Finite approximation of free groups II: the Theorems of Ash, Herwig-Lascar and Ribes-Zalesskii -- revisited and strengthened
K. Auinger, J. Bitterlich, M. Otto
TL;DR
This work unifies Ash's, HL's, and RZ's theorems by embedding their arguments in the theory of inverse monoids, Stallings/Schreier graphs, and relational-structure extensions. It first establishes a full chain of implications HL⇒RZ⇒Ash⇒HL, then introduces a strengthening based on the third author’s group-construction, yielding a finite $A$-generated group $H$ with enhanced commuting-relabelling properties across all finite graphs of size at most $n$. The strengthened results, together with AB0-type expansions, produce sharper model-theoretic and group-theoretic extensions (EPPA-like) and reveal deeper connections between profinite topology, automorphism-extension problems, and finite representations of free groups.
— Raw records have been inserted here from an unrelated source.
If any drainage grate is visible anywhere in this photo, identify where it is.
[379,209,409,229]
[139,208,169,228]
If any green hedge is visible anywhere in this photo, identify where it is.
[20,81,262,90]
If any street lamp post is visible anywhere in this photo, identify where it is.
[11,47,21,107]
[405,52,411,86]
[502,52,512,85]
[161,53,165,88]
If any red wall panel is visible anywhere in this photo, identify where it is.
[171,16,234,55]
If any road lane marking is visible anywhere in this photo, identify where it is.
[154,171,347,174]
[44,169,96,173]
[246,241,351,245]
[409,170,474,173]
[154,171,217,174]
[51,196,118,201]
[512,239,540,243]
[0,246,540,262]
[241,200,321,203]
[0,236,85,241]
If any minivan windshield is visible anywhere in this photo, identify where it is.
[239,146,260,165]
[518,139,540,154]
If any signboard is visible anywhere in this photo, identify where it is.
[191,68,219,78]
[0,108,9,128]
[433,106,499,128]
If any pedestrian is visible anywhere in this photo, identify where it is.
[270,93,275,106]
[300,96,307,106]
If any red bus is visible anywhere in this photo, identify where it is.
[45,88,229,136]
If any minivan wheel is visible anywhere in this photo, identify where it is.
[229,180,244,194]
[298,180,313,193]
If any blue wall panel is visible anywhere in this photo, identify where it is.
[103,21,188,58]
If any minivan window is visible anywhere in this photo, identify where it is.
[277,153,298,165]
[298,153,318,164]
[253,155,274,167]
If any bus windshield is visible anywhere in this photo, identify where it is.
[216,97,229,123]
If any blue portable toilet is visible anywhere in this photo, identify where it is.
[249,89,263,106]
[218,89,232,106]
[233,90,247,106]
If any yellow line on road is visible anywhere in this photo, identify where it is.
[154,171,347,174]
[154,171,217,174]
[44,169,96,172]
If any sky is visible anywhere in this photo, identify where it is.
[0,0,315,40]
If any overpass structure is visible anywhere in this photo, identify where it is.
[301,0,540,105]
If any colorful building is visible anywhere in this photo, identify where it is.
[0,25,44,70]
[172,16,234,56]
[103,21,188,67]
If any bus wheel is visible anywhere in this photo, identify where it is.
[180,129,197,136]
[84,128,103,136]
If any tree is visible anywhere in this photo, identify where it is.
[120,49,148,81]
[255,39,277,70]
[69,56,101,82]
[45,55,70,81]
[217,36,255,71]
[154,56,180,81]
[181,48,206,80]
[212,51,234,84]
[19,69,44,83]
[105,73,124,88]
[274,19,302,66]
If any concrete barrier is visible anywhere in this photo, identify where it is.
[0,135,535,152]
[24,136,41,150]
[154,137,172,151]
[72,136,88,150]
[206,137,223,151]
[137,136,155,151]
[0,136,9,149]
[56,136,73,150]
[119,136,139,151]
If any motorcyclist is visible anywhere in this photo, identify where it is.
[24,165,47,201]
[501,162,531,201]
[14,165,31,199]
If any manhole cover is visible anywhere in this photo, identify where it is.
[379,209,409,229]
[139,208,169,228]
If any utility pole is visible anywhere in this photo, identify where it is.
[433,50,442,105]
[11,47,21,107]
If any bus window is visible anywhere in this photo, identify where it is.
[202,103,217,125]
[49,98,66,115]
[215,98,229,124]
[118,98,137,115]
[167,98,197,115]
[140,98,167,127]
Overall, the paper deepens the correspondence among these foundational theorems and provides concrete, finite-constructive witnesses that strengthen classical extension properties.
Abstract
Relations and interactions between the theorems of Ash, Herwig-Lascar and Ribes-Zalesskii are discussed and it is shown that these three theorems are equivalent in the sense that each of them can be derived from each other one. Some strengthening of these theorems that can be obtained by use of the groups provided by the third author's construction are also considered.